When the Muse Becomes the Machine: How AI Is Changing the Rules of Creativity
Multiverse. (Photo/Pixabay)
By Kankon Sen
With over a million streams, two albums on Spotify and a feature in Rolling Stone, psych-rock band The Velvet Sundown seemed like the breakout band of the summer. The catch? The band didn’t really “exist.” It would only be revealed after months of denial that it was a “synthetic music project guided by human creative direction, but composed, voiced and visualized with AI support”. In other words, the hottest new act wasn’t actually human.
In the age of algorithms, an AI-generated band shouldn’t come as a surprise. Nevertheless, the rise of AI invites a series of questions around the new rules for creativity: When an AI model generates a work of art, who gets the credit? Can creators restrict their art from being used as training data for algorithms? And what does AI imply for the future of human-created art?
This friction between artists and AI on copyright issues is now quite palpable. Recent flashpoints have ranged from 6,500 creatives objecting to Christie’s AI Art Auction for using their copyrighted material to train GenAI models, to Disney and Universal suing an AI-image generating firm for reproducing its characters and visual styles without a license. The common thread across these tensions is quite simple: the creative economy has limited clarity of ownership over artwork.
Without clarifying ownership, creators struggle to protect, license or monetize their work. International policy has yet to catch up. Regulation is still scattered across countries’ competing priorities for copyrighting AI-generated art. While Europe focuses on transparency, countries like Japan and Singapore have chosen to allow AI training on copyrighted data under certain conditions. Yet, many jurisdictions, like Mexico and the Czech Republic, still go with the default option: only humans can hold copyright ownership. As a result, fully AI‐generated works often go unprotected despite their monetary value. Until there’s coherent, international regulation in the global creative economy, companies, regulators, and the public remain in limbo.
So where does this haze of regulatory uncertainty leave artists? Generative AI companies rely upon millions of data points from musicians, illustrators, artists or writers to build the nifty text-to-image tools (like Midjourney), and simplified video generators (like Sora) that millions of users use every day. Developers view this from a “fair-use” perspective, which argues that most training data is publicly accessible and crucial for inspiring real innovation. Moreover, the sheer volume of training data typically ensures that the final product looks nothing like its many, many muses; many fair-use debates have been settled with this viewpoint.
Still, artists should be able to draw their own boundaries on folding their creations into these algorithms, because some trends do mimic unique styles closely. For instance, the recent Studio Ghibli wave saw everyone turning themselves into dreamy, pastel-colored “Ghibli-style” characters for profile photos, personal brands, and even LinkedIn headshots. But the trend also stirred some commentary: was it a fun tribute, or a case of misusing artists’ work? The “fair use” argument is far from settled.
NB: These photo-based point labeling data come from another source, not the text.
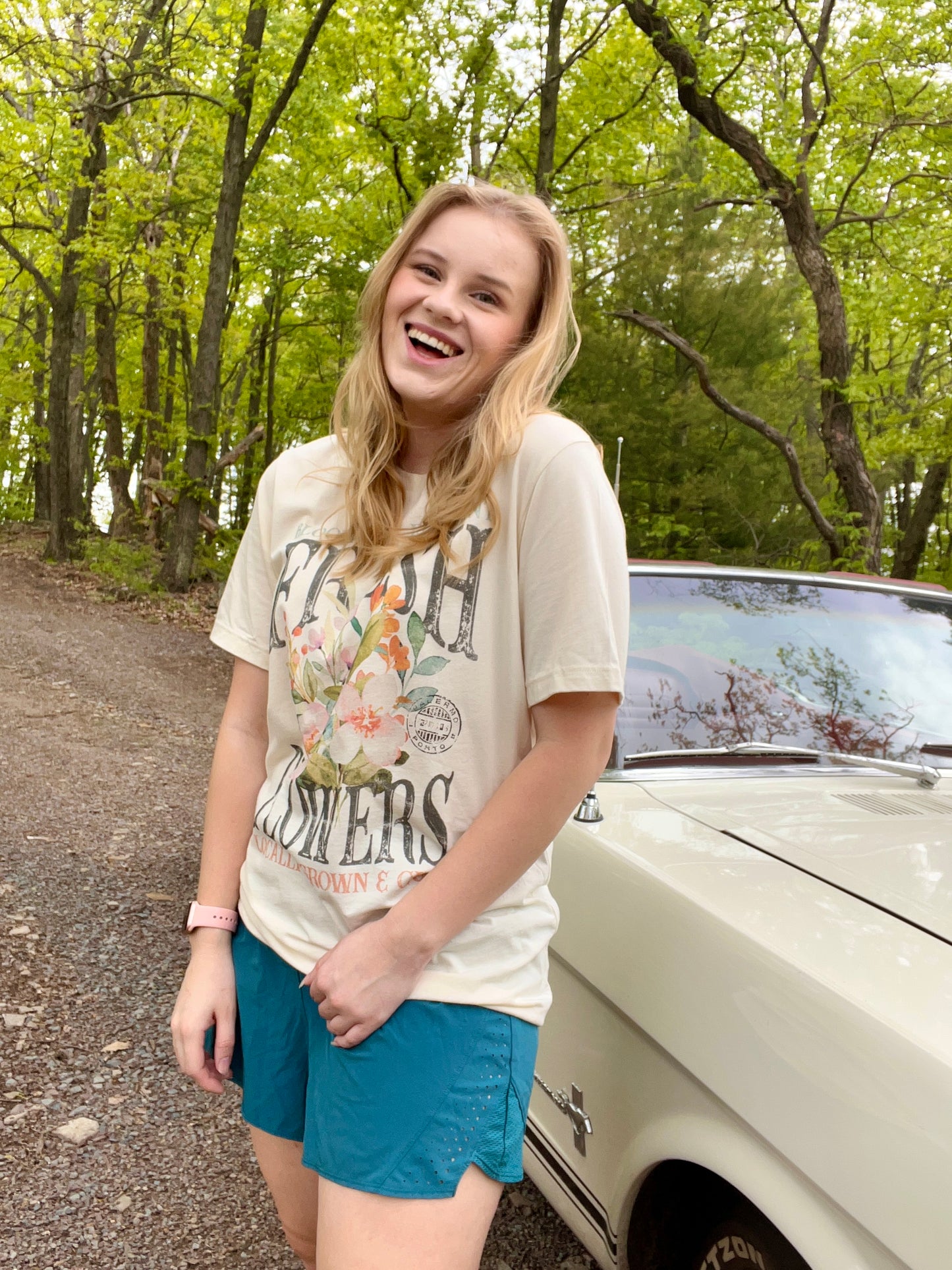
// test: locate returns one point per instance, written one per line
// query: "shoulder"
(322, 457)
(549, 434)
(555, 449)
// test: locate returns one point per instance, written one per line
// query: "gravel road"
(108, 727)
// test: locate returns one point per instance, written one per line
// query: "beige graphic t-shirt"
(398, 705)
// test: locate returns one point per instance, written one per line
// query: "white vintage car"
(748, 1061)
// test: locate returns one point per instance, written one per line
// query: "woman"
(428, 614)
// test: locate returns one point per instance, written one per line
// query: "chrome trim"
(561, 1172)
(588, 811)
(924, 775)
(745, 574)
(717, 772)
(571, 1107)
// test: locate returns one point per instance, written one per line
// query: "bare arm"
(372, 969)
(237, 776)
(208, 991)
Finally, to quote ABBA: it would be remiss to ignore the “money, money, money” of it all. Research from the International Confederation of Societies of Authors and Composers (CISAC), representing over 5 million creators, predicts that the generative AI market for music and audiovisual content will grow from its current value of €3 billion to a whopping €64 billion by 2028. On the flip side, the same research also suggests that music creators are at the risk of losing 24% of their income by 2028.
This tension strikes at the heart of a much bigger question of how we value human creativity. When AI-generated music and art floods our screens, audiences and algorithms risk prioritizing the amount of content created over authenticity. Granting free reign to AI content generators encourages faster innovation and translates into subscriptions, API sales, and reduced operational costs for many stakeholders. But without regulations, artists will have fewer opportunities and performers, producers, authors, and songwriters will increasingly struggle for fair compensation.
Academics (and policymakers) are earnestly exploring new licensing frameworks like “AI royalties” and similar compensation schemes to pay creators when their work is used to train models. Globally, policymakers, lawyers, creatives and AI companies are also navigating the grey areas of ownership and fair use. The next few years are crucial to ensuring that innovation doesn’t come at the cost of the people who make creativity possible. By the time The Velvet Sundown plays its encore, we hope to have better regulations that encourage innovation while preserving artistic integrity.
1. These generators allow you to input a script, blog post, or topic, and the AI tool will generate a complete video, including visuals, music, and voiceovers.
2. The "Studio Ghibli wave" refers to a recent viral trend where users generated images in the distinctive style of Studio Ghibli using AI. This trend gained massive popularity after OpenAI CEO Sam Altman shared a Ghibli-style image of himself. Studio Ghibli, Inc. is a Japanese animation studio founded by directors Hayao Miyazaki and Isao Takahata and producer Toshio Suzuki in 1985.